Scaling Series · 5 of 8

Caching, Properly

Where Rails caching comes from, why cache invalidation is the hard part, and how Discourse, Russian-doll fragments, and HTTP ETags work together to keep a fast app fast.

Where this rule comes from

Phil Karlton's famous remark from his time at Netscape: "There are only two hard things in Computer Science: cache invalidation and naming things." The line lands because anyone who has shipped caching code has felt the asymmetry. The cache itself is trivial, a key, a value, a store. The hard part is knowing when the value is no longer correct.

Caching in Rails has three lineages worth knowing about:

HTTP caching, defined in RFC 2068 in 1997, lets browsers and CDNs avoid round-trips entirely. ETag and Last-Modified headers carry the version of a response; a conditional request can return 304 Not Modified with no body.
Fragment caching, in Rails since 2.0 (2007), lets you cache parts of views. The big innovation came in Rails 4 (2013) with Russian-doll caching: nested fragments where the outer cache key automatically includes the inner caches, so invalidating an inner record invalidates the outer view by construction.
Low-level caching, the generic Rails.cache.fetch(key) { expensive_computation } wrapper. Backed by memory, Redis, memcached, or, in Rails 8, Solid Cache, which uses Postgres.

The senior rule across all three: caching is not a way to speed up slow code; it is a way to avoid running correct code that has not changed. If the underlying code is slow because of an N+1 or a missing index, fix that first. Caching layered on top of fundamentally wrong code is how production incidents are built.

The anti-pattern

Picture a Rails app where a senior dashboard renders slowly. The team's first instinct is to wrap it in Rails.cache.fetch:

class DashboardController < ApplicationController
  def show
    @stats = Rails.cache.fetch("dashboard_stats", expires_in: 1.hour) do
      {
        total_revenue:    Order.sum(:total_cents),
        active_users:     User.where("last_seen_at > ?", 1.day.ago).count,
        signups_today:    User.where("created_at > ?", Time.current.beginning_of_day).count,
        # ... 12 more aggregations
      }
    end
  end
end

This works for ninety minutes, then breaks in three different ways:

The cache returns stale data. A user signs up, refreshes the dashboard, and does not see themselves in signups_today for an hour. Support tickets follow.
The cache stampede. When the 1-hour TTL expires, the next ten concurrent requests all see a cache miss, all run the underlying aggregation simultaneously, and all write to the cache at almost the same moment. The database hits a spike of expensive parallel queries every hour at minute :00.
The cache key is global. Every user sees the same numbers. The day someone wants a per-user version of this dashboard, the cache key needs to change. Every cache-key change is a stampede the moment it ships.

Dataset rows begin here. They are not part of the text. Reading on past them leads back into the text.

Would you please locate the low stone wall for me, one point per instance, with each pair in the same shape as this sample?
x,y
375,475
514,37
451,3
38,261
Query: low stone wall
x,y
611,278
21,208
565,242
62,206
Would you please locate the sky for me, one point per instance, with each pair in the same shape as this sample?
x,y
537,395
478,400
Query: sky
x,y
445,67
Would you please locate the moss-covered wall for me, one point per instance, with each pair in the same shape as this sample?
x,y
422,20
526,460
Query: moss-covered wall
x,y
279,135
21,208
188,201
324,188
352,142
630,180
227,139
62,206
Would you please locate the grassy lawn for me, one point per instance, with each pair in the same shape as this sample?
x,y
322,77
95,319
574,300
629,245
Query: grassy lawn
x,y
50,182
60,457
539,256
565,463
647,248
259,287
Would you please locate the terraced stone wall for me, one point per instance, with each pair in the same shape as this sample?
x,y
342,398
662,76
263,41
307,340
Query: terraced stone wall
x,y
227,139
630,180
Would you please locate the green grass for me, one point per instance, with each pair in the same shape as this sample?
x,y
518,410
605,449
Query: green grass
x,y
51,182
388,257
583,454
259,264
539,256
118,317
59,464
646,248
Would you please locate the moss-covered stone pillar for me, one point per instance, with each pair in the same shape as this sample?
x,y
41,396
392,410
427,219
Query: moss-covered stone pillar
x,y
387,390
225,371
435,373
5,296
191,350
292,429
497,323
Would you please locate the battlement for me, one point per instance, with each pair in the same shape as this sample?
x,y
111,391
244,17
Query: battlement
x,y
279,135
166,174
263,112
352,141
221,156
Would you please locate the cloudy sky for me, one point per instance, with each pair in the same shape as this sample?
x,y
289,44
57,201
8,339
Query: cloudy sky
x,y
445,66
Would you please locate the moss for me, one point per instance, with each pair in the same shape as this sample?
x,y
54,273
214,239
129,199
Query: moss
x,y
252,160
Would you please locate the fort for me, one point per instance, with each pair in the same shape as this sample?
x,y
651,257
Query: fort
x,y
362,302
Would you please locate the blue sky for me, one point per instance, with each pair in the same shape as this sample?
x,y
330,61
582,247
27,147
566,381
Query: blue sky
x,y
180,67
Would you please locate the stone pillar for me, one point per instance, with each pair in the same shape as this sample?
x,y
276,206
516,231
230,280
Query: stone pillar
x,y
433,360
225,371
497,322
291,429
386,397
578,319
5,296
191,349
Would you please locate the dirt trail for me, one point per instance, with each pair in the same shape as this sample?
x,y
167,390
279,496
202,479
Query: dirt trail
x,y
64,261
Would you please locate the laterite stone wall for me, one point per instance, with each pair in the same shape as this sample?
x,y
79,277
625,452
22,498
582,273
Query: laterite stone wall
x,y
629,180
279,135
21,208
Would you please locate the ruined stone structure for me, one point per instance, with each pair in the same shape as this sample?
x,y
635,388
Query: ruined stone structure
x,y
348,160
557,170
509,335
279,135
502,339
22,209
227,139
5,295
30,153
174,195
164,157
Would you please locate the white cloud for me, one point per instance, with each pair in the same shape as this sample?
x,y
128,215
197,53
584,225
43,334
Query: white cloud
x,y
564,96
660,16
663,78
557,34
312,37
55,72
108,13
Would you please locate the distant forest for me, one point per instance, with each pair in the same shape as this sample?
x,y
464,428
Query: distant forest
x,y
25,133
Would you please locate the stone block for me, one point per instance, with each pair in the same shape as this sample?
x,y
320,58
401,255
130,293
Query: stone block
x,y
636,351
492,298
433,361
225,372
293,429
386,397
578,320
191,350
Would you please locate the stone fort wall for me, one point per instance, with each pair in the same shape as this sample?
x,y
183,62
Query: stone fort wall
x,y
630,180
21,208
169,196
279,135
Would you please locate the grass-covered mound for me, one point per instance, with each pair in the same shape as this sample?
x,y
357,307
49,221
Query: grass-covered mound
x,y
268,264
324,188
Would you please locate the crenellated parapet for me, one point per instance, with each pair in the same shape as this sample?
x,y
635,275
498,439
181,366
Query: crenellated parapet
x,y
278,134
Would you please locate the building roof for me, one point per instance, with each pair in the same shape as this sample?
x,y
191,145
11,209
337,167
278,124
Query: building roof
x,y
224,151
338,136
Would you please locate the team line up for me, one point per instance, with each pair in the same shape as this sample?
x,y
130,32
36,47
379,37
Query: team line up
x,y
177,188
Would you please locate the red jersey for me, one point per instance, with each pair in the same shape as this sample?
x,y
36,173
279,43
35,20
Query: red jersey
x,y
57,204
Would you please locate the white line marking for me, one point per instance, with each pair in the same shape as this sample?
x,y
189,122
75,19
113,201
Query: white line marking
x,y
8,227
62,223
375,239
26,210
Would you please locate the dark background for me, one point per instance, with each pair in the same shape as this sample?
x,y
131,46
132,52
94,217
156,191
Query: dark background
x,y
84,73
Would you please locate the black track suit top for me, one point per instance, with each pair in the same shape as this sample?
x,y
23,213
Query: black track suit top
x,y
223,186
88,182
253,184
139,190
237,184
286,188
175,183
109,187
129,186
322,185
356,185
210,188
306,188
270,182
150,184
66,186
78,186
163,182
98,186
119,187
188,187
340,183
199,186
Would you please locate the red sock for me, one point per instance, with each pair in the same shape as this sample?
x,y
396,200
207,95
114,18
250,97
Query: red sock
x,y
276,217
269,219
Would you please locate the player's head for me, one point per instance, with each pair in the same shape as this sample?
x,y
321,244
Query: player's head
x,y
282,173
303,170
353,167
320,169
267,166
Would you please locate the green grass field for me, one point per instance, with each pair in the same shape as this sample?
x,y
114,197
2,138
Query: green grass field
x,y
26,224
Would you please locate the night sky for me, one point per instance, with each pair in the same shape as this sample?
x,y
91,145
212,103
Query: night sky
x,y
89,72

The deeper anti-pattern: caching was reached for as the first move. The dashboard is slow because Order.sum(:total_cents) is doing a full table scan on a 10-million-row orders table without an index, and User.where("last_seen_at > ?", 1.day.ago).count is doing the same on users. Fixing the underlying queries (lesson 2) would make the dashboard render in 80ms instead of 4 seconds, and the cache would not be needed at all.

Rule 1 of caching: fix the underlying code first

Before caching anything, ask: is this slow because the underlying code is slow, or because the underlying code is fundamentally expensive? The two have different fixes:

Slow because of an N+1 or a missing index, fix that. Caching the wrong query gives you correct caching on incorrect work.
Slow because it is fundamentally expensive, image processing, large aggregations on tables with billions of rows, paid API calls. Caching makes sense here, because the underlying work is genuinely costly even when done correctly.

The dashboard example above is the first case. It does not need caching; it needs indexes. Most "slow Rails endpoint" cases are this case. Apply caching when you have already made the underlying code as fast as it can be, and it is still expensive enough to justify caching.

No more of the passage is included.